Gianrigo Marletta, with Leila Macor – September 17, 2020
Shellshocked residents were cleaning up on Thursday after Hurricane Sally left a trail of destruction in US coastal towns stretching from Alabama to the top of the Florida panhandle.
Sally, which made landfall Wednesday as a Category 2 hurricane, turned streets into rivers, toppled trees and downed power lines.
“Our house had windows blow out,” Matt Wilson of Orange Beach, Alabama, one of the worst hit towns, told WPMI TV. “The whole house was shaking like a boat on the water.
“It was scary, man, it really was.”
Lieutenant Trent Johnson of the Orange Beach Police Department told AFP there had been one death in the city.

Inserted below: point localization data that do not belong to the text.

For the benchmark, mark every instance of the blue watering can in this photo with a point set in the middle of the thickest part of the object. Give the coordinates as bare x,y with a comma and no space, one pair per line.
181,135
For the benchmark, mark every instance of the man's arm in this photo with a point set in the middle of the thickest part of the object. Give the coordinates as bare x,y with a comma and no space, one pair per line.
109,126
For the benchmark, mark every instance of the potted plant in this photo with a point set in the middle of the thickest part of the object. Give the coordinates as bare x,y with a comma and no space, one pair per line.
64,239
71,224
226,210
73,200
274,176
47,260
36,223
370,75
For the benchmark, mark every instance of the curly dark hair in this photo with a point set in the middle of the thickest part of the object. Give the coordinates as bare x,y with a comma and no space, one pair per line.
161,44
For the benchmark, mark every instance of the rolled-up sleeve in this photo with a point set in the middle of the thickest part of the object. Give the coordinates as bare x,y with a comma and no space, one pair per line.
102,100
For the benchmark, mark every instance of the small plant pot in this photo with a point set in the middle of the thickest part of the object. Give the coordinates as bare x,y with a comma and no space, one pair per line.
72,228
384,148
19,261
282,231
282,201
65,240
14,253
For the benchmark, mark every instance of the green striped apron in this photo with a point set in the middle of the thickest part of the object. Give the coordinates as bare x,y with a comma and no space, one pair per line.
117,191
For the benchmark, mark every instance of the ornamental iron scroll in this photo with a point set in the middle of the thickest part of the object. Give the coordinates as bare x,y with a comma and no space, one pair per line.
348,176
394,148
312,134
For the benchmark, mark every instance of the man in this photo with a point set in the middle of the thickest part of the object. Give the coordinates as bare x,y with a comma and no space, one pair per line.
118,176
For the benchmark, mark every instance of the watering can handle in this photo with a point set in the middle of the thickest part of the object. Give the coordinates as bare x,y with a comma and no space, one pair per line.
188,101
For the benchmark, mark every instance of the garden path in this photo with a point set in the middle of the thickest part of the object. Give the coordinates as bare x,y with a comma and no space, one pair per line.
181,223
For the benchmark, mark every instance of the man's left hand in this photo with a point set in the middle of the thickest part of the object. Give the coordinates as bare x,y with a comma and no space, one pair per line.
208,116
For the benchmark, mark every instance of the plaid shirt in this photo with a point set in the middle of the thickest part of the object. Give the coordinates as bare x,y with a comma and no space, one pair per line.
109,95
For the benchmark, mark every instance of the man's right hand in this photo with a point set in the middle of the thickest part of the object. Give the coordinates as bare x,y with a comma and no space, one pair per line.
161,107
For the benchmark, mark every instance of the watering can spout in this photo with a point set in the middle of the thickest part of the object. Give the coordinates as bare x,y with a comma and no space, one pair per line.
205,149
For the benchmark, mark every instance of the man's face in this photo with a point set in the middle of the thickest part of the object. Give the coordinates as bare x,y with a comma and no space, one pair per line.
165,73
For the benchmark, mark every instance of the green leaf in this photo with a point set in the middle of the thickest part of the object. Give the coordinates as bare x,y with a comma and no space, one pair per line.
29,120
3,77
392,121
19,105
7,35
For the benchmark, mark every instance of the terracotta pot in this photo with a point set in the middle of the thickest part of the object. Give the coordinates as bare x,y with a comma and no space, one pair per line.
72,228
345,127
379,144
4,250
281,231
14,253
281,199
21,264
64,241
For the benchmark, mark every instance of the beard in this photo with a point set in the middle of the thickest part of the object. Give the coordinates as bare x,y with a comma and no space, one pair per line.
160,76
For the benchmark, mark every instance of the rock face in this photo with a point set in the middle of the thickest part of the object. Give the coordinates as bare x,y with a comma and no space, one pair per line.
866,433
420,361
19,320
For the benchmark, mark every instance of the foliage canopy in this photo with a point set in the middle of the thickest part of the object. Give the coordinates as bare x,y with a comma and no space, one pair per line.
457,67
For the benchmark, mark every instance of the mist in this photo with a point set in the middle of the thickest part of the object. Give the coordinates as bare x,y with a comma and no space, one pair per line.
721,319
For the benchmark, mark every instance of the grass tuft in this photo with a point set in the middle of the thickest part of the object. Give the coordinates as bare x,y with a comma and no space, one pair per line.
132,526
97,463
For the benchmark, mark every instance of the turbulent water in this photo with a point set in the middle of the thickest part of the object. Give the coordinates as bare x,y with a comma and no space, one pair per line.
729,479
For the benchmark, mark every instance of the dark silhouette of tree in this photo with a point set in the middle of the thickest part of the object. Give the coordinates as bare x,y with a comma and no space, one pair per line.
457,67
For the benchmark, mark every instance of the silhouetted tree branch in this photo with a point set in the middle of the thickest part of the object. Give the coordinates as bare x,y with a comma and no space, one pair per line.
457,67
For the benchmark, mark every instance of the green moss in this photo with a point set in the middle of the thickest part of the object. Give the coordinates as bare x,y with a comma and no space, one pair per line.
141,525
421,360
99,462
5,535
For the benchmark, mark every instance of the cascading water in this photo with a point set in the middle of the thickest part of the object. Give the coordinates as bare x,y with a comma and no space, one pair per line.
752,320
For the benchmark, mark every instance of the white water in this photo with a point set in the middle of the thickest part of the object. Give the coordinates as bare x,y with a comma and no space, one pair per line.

More than 400,000 homes and businesses in Alabama and Florida were still without power on Thursday, according to the tracking site poweroutage.us.
Some of the worst reported flooding occurred in the city of Pensacola, Florida, which has a population of around 52,000.
Downtown streets resembled lakes at the height of the storm with cars submerged to the tops of their wheels and ferocious winds whipping up whitecaps.
Florida Governor Ron DeSantis was to visit Pensacola on Thursday to survey the damage, which included a missing section of a major new bridge across Pensacola Bay.
A 7:00 pm to 6:00 am curfew was imposed in Pensacola and surrounding counties.
Wilson, the Orange Beach resident, said his house had suffered severe damage and his family fled their home at the height of the storm.
“Everything on the ground floor is gone,” he told WPMI. “We ended up leaving the house during the eye of the storm… and waded through about five foot of water to our neighbor’s house arm in arm.”